JAKARTA - China menolak usulan Organisasi Kesehatan Dunia (WHO), terkait dengan penyelidikan tahap dua asal-usul virus corona, yang mencakup hipotesis bahwa virus itu bisa lolos dari laboratorium China, kata seorang pejabat tinggi kesehatan China, Kamis 22 Juli.
Penolakan ini datang setelah WHO pekan lalu mengusulkan studi fase kedua tentang asal-usul virus corona di China, termasuk audit laboratorium dan pasar di Kota Wuhan, menyerukan transparansi dari pihak berwenang.
"Kami tidak akan menerima rencana penelusuran asal seperti itu, dalam beberapa aspek, mengabaikan akal sehat dan menentang ilmu pengetahuan," kata Zeng Yixin, Wakil Menteri Komisi Kesehatan Nasional (NHC) China seperti mengutip Reuters.
Zeng mengatakan, dia terkejut ketika pertama kali membaca rencana WHO karena mencantumkan hipotesis, pelanggaran protokol laboratorium China telah menyebabkan virus bocor selama penelitian.
Kepala WHO Tedros Adhanom Ghebreyesus sebelumnya mengatakan, penyelidikan asal-usul pandemi COVID-19 di China terhambat oleh kurangnya data mentah pada hari-hari pertama penyebaran di sana.

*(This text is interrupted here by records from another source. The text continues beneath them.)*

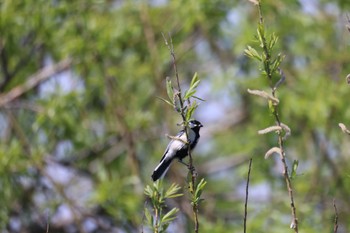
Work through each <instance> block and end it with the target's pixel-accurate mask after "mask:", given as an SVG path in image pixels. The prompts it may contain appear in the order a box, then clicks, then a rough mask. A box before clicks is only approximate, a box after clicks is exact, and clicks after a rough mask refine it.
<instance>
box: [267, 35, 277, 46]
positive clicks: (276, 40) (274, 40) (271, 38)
mask: <svg viewBox="0 0 350 233" xmlns="http://www.w3.org/2000/svg"><path fill="white" fill-rule="evenodd" d="M277 41H278V36H276V35H275V33H272V35H271V39H270V42H269V46H268V47H269V49H272V48H273V47H274V46H275V44H276V43H277Z"/></svg>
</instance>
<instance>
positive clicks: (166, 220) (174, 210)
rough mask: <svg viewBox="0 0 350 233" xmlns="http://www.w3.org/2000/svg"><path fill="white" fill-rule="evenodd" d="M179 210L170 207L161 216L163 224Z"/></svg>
mask: <svg viewBox="0 0 350 233" xmlns="http://www.w3.org/2000/svg"><path fill="white" fill-rule="evenodd" d="M178 211H179V209H178V208H176V207H175V208H173V209H171V210H170V211H169V212H168V213H166V214H165V215H164V216H163V218H162V219H161V222H162V223H163V224H165V223H168V222H170V221H172V220H174V219H175V218H176V213H177V212H178Z"/></svg>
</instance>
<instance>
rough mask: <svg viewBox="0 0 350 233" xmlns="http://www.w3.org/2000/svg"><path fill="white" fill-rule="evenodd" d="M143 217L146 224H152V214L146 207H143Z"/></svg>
mask: <svg viewBox="0 0 350 233" xmlns="http://www.w3.org/2000/svg"><path fill="white" fill-rule="evenodd" d="M145 217H146V220H147V222H148V224H149V225H153V215H152V214H151V212H150V211H149V210H148V209H147V208H145Z"/></svg>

"Kami meminta China untuk transparan dan terbuka serta bekerja sama. Kami berutang kepada jutaan orang yang menderita dan jutaan orang yang meninggal untuk mengetahui apa yang terjadi," ujar Tedros Adhanom Ghebreyesus dalam konferensi pers Kamis pekan lalu.
Menanggapi hal tersebut, Zeng menegaskan kembali posisi China, mengenai adanya beberapa data tidak dapat sepenuhnya dibagikan karena masalah privasi.

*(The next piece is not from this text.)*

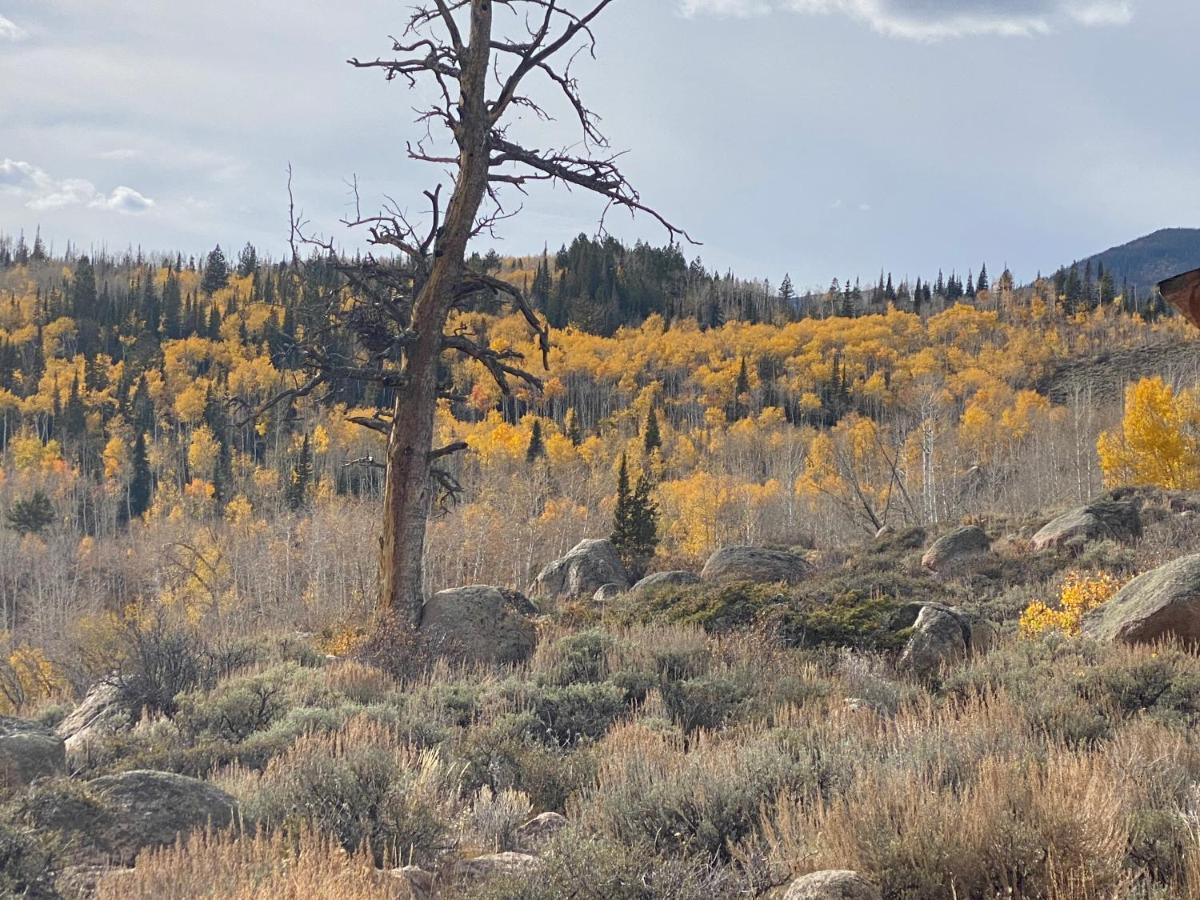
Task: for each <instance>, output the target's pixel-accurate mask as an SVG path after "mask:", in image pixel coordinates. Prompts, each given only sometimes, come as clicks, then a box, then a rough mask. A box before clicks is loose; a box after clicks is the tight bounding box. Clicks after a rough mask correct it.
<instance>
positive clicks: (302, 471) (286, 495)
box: [283, 434, 312, 511]
mask: <svg viewBox="0 0 1200 900" xmlns="http://www.w3.org/2000/svg"><path fill="white" fill-rule="evenodd" d="M311 484H312V448H311V446H310V445H308V436H307V434H305V436H304V440H302V442H301V444H300V456H298V457H296V462H295V466H293V467H292V476H290V478H289V479H288V486H287V491H284V496H283V499H284V502H286V503H287V505H288V509H289V510H293V511H295V510H300V509H304V506H305V504H306V503H307V500H308V486H310V485H311Z"/></svg>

"Kami berharap WHO secara serius meninjau pertimbangan dan saran yang dibuat oleh para ahli China, benar-benar memperlakukan penelusuran asal-usul COVID-19 sebagai masalah ilmiah, menyingkirkan campur tangan politik," tutur Zeng.
"Kami (China) menentang politisasi penelitian ini," tegas Zheng. Asal usul virus masih diperdebatkan di antara para ahli.
Dalam jumpa pers reguler pada Jumat pekan lalu, ketika ditanya tentang komentar Tedros, juru bicara Kementerian Luar Negeri China Zhao Lijian mengatakan, beberapa data tidak dapat disalin atau meninggalkan China karena melibatkan informasi pribadi.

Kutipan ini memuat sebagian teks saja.